London Irish forwards coach Toby Booth has reacted cautiously to the experimental law variations (ELVs) being used in the Super 14 competition.
Booth says the experimental laws give referees more influence (Getty)
Booth spent a week with the Stormers in South Africa to see how they are adapting to the changes, which mainly affect the scrum and line-out.
Booth told BBC Radio Berkshire he is concerned with the line-out changes.
He said: "It puts too much emphasis on a referee's accuracy. We want teams to determine games, not referees."
Booth added: "Defending the maul at the moment, there's nothing wrong with it as far as I'm concerned. That's still a big part of the game in how to manufacture space.
But Booth was more positive about some of the other changes, especially with regards to the scrum and the requirement for a defensive line to be five metres back.
"Because of the way people defend at scrums, with the greater distance between defensive lines, it should mean there's more space, hence the need to keep scrums squarer - so I see that as a positive," he said.
"I want scrums to be a pushing contest. For me at the moment too many people manipulate things by deliberately wheeling. Any means to make it a bit squarer is a good thing, but not by de-powering them by any shape or form."
I still think there will be interpretation differences between referees in hemispheres, like there always is
From what Booth has seen at the Stormers, he thinks the changes will speed up the game.

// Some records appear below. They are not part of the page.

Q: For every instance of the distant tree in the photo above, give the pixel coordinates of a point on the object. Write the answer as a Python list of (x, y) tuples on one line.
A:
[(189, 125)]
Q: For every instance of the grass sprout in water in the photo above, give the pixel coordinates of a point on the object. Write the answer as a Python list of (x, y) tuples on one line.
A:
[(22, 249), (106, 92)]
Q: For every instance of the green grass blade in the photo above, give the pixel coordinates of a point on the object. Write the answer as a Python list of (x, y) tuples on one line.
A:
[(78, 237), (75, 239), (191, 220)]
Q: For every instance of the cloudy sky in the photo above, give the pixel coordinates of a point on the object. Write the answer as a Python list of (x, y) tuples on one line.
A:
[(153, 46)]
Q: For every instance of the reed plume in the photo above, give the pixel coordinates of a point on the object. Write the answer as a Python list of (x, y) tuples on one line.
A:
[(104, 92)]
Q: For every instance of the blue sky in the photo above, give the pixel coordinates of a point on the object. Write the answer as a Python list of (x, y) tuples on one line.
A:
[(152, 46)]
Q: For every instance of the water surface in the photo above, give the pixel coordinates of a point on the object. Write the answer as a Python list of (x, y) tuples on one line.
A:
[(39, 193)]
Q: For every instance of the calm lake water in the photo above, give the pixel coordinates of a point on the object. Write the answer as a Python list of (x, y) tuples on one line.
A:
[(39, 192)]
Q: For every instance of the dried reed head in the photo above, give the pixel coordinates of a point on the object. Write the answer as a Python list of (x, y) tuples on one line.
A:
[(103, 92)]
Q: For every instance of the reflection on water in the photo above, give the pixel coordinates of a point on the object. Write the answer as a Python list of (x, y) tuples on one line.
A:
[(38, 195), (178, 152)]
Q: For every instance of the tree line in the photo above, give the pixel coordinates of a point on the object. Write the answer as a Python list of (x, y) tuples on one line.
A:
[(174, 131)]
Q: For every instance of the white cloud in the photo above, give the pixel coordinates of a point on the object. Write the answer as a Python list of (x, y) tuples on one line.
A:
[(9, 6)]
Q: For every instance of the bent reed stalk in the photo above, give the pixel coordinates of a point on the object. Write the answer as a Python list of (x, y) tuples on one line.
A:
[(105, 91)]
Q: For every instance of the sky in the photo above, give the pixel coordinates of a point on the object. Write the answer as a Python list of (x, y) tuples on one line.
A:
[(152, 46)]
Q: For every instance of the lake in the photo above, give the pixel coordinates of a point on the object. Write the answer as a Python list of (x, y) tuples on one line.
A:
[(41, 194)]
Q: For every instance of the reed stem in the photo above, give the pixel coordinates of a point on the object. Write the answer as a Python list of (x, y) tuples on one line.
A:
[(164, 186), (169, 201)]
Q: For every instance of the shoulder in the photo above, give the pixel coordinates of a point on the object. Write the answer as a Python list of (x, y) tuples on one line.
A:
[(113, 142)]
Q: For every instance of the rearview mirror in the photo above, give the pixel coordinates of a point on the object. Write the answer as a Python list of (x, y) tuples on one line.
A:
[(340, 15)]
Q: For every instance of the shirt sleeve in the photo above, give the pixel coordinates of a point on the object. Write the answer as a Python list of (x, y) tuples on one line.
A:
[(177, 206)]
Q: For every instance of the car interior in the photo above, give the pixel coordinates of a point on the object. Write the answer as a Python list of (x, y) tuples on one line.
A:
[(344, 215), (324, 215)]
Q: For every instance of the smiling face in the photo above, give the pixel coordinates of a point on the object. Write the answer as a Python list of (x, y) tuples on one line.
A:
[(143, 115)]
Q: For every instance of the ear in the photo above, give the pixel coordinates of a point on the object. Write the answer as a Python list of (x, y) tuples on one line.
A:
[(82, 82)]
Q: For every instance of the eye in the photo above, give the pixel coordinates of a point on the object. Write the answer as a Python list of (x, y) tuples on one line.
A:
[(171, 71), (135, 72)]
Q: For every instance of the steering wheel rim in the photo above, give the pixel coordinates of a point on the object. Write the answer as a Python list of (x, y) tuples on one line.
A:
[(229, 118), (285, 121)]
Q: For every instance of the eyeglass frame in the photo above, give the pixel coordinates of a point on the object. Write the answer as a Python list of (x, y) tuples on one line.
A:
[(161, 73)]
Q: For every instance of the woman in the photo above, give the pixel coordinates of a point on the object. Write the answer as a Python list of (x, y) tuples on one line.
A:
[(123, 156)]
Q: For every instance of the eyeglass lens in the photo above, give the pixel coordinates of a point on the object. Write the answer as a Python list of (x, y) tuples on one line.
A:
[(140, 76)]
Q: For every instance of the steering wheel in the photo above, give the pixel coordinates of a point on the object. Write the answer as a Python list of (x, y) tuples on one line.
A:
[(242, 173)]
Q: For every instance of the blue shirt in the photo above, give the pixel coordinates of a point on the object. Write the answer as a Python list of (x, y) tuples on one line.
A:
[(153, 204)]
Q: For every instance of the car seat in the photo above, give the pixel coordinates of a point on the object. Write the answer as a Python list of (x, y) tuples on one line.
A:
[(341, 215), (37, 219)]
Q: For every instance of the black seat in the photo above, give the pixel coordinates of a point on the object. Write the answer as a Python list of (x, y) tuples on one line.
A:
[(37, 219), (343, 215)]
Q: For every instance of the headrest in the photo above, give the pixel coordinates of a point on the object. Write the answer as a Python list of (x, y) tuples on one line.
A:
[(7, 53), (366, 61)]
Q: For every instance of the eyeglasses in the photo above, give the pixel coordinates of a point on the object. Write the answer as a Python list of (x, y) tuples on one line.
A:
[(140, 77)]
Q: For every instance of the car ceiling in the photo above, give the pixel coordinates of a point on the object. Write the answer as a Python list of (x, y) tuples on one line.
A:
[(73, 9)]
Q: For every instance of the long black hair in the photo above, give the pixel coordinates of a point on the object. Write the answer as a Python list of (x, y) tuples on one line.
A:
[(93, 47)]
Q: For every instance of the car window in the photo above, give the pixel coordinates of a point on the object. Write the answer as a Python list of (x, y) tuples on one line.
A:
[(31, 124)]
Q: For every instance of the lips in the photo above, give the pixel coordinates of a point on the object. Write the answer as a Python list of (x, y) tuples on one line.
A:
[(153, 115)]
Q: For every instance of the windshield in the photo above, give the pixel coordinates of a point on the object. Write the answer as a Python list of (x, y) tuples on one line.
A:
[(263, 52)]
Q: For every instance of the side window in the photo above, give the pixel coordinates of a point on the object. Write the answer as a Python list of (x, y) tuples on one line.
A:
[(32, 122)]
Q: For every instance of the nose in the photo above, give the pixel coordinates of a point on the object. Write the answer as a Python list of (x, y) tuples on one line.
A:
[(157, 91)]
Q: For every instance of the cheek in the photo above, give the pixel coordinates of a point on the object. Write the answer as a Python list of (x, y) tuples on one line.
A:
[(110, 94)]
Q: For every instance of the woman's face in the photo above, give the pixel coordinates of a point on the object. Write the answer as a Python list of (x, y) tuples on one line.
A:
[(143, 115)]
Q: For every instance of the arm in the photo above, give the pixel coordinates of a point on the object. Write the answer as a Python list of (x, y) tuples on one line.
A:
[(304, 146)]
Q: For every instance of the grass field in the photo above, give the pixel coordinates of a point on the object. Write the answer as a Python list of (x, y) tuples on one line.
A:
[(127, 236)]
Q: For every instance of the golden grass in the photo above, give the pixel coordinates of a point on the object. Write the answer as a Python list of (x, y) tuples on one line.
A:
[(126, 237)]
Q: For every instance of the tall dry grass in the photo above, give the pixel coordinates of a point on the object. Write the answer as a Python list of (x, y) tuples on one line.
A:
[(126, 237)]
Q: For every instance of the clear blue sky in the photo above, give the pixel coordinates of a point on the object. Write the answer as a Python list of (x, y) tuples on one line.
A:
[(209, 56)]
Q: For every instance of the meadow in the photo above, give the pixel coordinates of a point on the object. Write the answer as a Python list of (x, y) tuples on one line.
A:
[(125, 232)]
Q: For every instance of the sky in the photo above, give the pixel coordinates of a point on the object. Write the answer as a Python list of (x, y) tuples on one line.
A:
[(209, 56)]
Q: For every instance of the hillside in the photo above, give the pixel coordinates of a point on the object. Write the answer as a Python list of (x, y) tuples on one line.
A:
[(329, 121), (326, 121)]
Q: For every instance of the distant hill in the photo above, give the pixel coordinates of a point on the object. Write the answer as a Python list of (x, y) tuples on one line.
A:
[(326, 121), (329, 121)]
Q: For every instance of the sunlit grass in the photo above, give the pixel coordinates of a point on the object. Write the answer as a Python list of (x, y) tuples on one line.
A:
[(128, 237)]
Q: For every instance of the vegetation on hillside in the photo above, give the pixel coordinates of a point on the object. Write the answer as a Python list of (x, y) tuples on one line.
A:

"There will be a lot more free-kicks rather than penalties," he explained. "One of the observations was that it's quicker because of the number of free-kicks that you end up getting . There's only three penalty offences - cynical play (side entry etc), not rolling away and offside.
"From London Irish's point-of-view, it would have some benefit because of the way that we play.
"We would have to adapt and make adjustments. Does that mean you'd reduce your time working on the set-piece? Yes, it probably would."
Booth said he is prepared to see how the new laws work in the Super 14.
"It'll be interesting to see when you have enough games to have a decent statistical analysis, so we can work out what is myth and what is fact," he added.
Venter was player-coach at Irish and is now with the Stormers (Getty)
"I still think there will be interpretation differences between referees in hemispheres, like there always is."
As well as seeing how the ELVs are bedding it, it was also a chance for Booth to catch up with two former London Irish coaches now at Stormers - Brendan Venter and Gary Gold.
"It was good to catch up with them and brain-storm, float a few ideas and test a few theories out with each other," Booth said.
"As you don't play in the same competition, it means you can actually be frank and honest about it, without worrying about other people knowing what you're doing.
"They still keep their fingers on the pulse and I know that they're looking to travel over for our Heineken Cup quarter-final, which shows you what they still feel about the club."